2024/12/15 読売新聞オンライン
摘発された客引きを乗せた捜査車両(11月26日夜、東山区で)
勧誘や客引き 浄化に力
世界中から観光客が集まる京都市中心部の繁華街で、客引き行為などが相次いでおり、府警が浄化に力を入れている。こうした違法行為は、SNSなどでメンバーを集めて事件を繰り返す「匿名・流動型犯罪グループ(トクリュウ)」の関与も疑われている。捜査員らに同行し、摘発の現場を取材した。
東山区の繁華街・祇園は11月26日夜、平日にもかかわらず子連れを含む観光客らで活気にあふれていた。
そんな日本を代表する観光地の一角には風俗営業店が軒を連ね、スカウトとみられる男性が物色するように女性を探す様子があった。洗練された日本文化を求めに来る外国人の中には、悪いイメージを抱く人もいるだろう。
祇園などではかつて、若者のけんかなどの迷惑行為が相次ぎ、府警は2005年、木屋町(中京区)を含めた歓楽街の環境浄化を図るために「祇園・木屋町特別警察隊」を結成。パトロールなどを進めた結果、一帯の刑法犯認知件数は同年の2089件から21年に434件まで減ったが、コロナ禍が落ち着いた23年は610件と増加に転じ、外国人観光客が絡む事件も起きているという。
強引な勧誘を受ける女性の姿は確認できなかったが、一つ隣の筋にはキャバレーが多く、客引きがずらりと並んでいた。ただ、客引きの男性も条例や法律に抵触しないよう小声で「どうですか」と呼びかけてくるのみで、細心の注意を払う店側の徹底ぶりも感じた。

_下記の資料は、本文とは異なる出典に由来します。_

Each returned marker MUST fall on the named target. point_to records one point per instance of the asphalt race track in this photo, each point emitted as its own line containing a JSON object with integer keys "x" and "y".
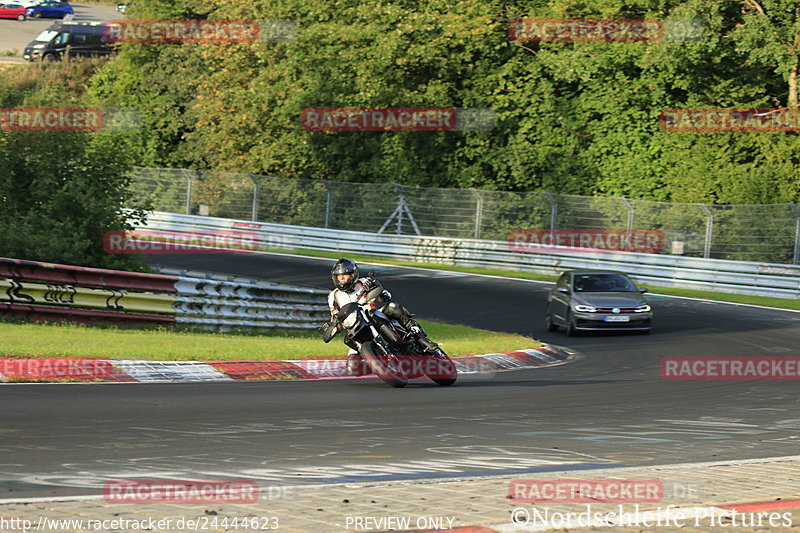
{"x": 607, "y": 408}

捜査には府警生活保安課や木屋町を抱える中京署の警察官も加わり、広範囲で街を見て回ったが、一筋縄では摘発できない。深夜に差し掛かり、エリアの変更を模索していた頃、幹部のスマートフォンに「逮捕」の連絡が入った。
すぐに近くの雑居ビルに向かうと、府迷惑行為等防止条例違反容疑で現行犯逮捕された男(43)が警察官に囲まれ、捜査車両に乗り込んでいった。男は私服警察官に声をかけ、性的好奇心をそそる言葉で「セクシーキャバクラ」と呼ばれる店に誘客した疑いがあるという。